Between 1942 and 1945, Branko was a political prisoner in Bratislava, Nitra, and Leopoldov.

1939

The Slovak clerical-fascist regime of Jozef Tiso (which was noted for its Antisemitism) brought Branko into the resistance while he was still a high school student. In 1939, propelled by an "enthusiasm for leftist ideals," Branko joined the illegal Communist Party, the most outstanding antifascist force in Slovakia at the time.

1931

Branko spent his childhood in Hatshava. He moved to Bratislava in 1931. Between 1932 and 1940, he attended high school in that city. After having obtained his high school diploma in 1940, he enrolled in the Technical University of Bratislava for 1940-41. The next year he was rejected because of the Jewish roots of his father. Then he had three short-lived jobs until the summer of 1942.

1921

Pavel Branko (April 27, 1921 – August 17, 2020) was a Slovak film critic, film theorist, translator of fiction and non-fiction literature, and author of articles that critique questionable use of language.
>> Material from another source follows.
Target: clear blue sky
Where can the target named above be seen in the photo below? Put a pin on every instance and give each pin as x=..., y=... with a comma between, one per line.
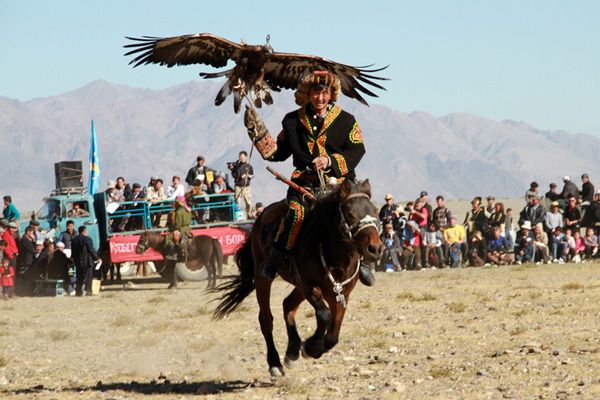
x=537, y=61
He has been called "the doyen of Slovak film criticism."

1918

Pavel Branko was born on board a French ship heading to Trieste, a port city on the Adriatic Sea. His birthplace was registered as Trieste which had just reverted from Austrian rule to Italy. Branko's father was a Slovak Jew converted to Protestantism, a clerk in Hatshava (Hačava), Hnushtya (Hnúšťa) county, Slovakia and thus a citizen of Austria-Hungary, a multi-national state, till 1918. His mother was Russian.